I don’t think there’s ever been one. My history as an artist has developed in a very natural way, step by step. I can’t see a moment where everything radically changed all of a sudden.
But have you ever had instead the feeling that everything was getting too big, too much fame, too much travelling, too many gigs getting too big? Like, hard to handle, or maybe even pointless? I mean, just personally: your life and time schedule is likely to be really insanely hectic, I guess. Can’t imagine your life as something relaxed, slowed down and laid back.
Actually it’s not. I live a life that’s 24/7: always around, always taking flights, always night-outs; and when it’s not like that, I’m completely stuck in the studio working on new ideas. All these thingsmight be tiring, yeah, but – I love it. I really love it. I love it so much it never looks like a job, to me. That means I can work really much and I never get tired of it, never feel exhausted.
Talking about studio work, one of the aspects that characterizes your music it’s the melodic aspect: whan you compose a track, do you start building up the melodic and armonic solutions, or do you usually start from the rhythmic patterns?

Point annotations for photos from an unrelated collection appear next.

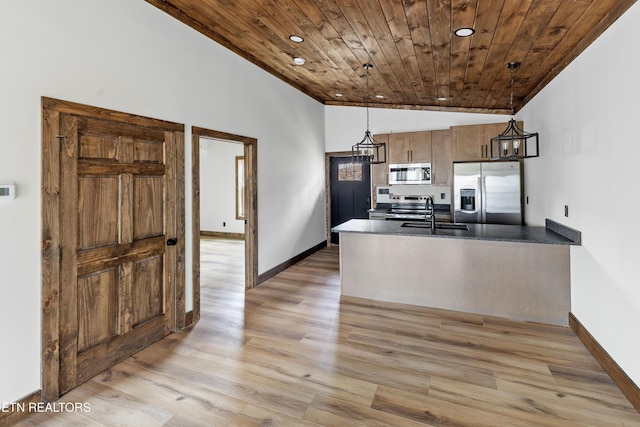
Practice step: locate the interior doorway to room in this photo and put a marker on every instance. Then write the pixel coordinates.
(224, 204)
(221, 219)
(350, 191)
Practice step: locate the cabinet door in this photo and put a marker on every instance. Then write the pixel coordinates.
(420, 147)
(490, 131)
(399, 144)
(410, 147)
(442, 157)
(468, 143)
(473, 142)
(380, 172)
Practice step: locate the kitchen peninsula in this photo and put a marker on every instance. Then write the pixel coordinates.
(516, 272)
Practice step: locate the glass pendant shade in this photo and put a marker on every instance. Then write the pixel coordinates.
(514, 143)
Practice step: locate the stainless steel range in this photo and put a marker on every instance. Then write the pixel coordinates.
(410, 208)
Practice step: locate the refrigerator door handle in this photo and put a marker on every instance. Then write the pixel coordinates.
(483, 195)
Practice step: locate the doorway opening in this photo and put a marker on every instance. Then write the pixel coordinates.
(348, 191)
(240, 205)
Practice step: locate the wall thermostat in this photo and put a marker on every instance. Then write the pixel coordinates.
(7, 190)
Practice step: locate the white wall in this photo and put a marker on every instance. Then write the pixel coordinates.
(129, 56)
(218, 186)
(590, 151)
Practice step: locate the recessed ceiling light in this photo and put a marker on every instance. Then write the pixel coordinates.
(464, 32)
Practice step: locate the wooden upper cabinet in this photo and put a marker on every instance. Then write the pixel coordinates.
(473, 142)
(380, 172)
(442, 157)
(409, 147)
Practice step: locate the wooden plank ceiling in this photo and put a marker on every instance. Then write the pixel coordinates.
(418, 62)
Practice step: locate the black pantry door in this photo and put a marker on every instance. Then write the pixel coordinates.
(350, 191)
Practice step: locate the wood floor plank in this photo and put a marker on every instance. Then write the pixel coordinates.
(293, 352)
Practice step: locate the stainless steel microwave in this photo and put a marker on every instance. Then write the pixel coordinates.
(410, 173)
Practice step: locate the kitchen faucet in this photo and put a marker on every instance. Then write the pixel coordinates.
(429, 202)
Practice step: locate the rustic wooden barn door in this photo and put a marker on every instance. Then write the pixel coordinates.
(118, 241)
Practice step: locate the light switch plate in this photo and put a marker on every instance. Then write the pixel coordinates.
(7, 190)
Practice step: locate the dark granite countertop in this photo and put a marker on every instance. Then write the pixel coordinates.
(496, 232)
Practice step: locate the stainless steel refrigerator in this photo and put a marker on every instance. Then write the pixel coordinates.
(488, 192)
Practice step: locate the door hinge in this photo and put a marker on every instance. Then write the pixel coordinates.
(60, 138)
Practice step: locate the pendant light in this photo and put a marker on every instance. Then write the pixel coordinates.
(514, 143)
(368, 150)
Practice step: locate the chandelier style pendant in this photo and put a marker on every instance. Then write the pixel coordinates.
(368, 150)
(514, 143)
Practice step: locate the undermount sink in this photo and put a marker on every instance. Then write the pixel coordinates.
(441, 225)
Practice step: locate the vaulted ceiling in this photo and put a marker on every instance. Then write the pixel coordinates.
(418, 62)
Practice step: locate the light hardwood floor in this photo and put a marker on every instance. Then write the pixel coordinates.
(293, 354)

Every time is different. My inspiration comes from 360°, it comes from everything I see and everything I experience. When I enter the studio, I don’t wanna simply create a new track: I want to create an artistic object that can tell a whole feeling, an atmosphere. I can start from a sound, yes, just as I can start from a ryhythm pattern. If what I want to express is something connected to what was a feeling or energy, I’d probably start from something industrial, let’s say from drums and bass. But this is no rule. The only rule is that the final result has to satisfy what were my original intentions about the feelings I wanted to depict when I entered the studio: it may be a chill out track, or an industrial one, or it may be drum’n’bass, there are no boundaries.
Who are the artists you adrmire the most?
I admire all those who have an individual approach towards what they do, and those who do not copy theirselves. Take David Bowie for instance: when you listen to him you recognise him immediately, but then again every record of him is different, it has got something new and surprising. He never repeated himself, he always took inspiration from different contexts – different and sometimes really unpredictable. It’s a matter of attitude, of personality. Here’s what counts for real, in judging an artist.
How many artists with a strong personality, in the eletronic music field?
There are some. I’ll be sincere: I see many talented guys around, but often I feel that they’re into it not for the music, but for the wrong reasons: fame, money, all the benefits implied in being a successful dj. I think this is the wrong approach. If you’re musician, all you do goes into the music. To the artistic progression you’re able to build for yourself. This is it. You know, I don’t wanna name any specific names, but I think it’s quite evident to anyone that there are a lot of folks out there that are just repeating themselves: if you listen to what they were doing at the beginning of their careers and you compare it to what they’re doing now, probably you won’t see too many differences. Same bassline, same acid noise, same rhythm loop. That’s not good. Also because some of them are more into what’s around the music – the lighting system, the dimension of the event – than into the music itself. We all started for the music, not for other purposes: it has to stay like that, if you wanna stay honest with yourself. And with those who listen to you and support you.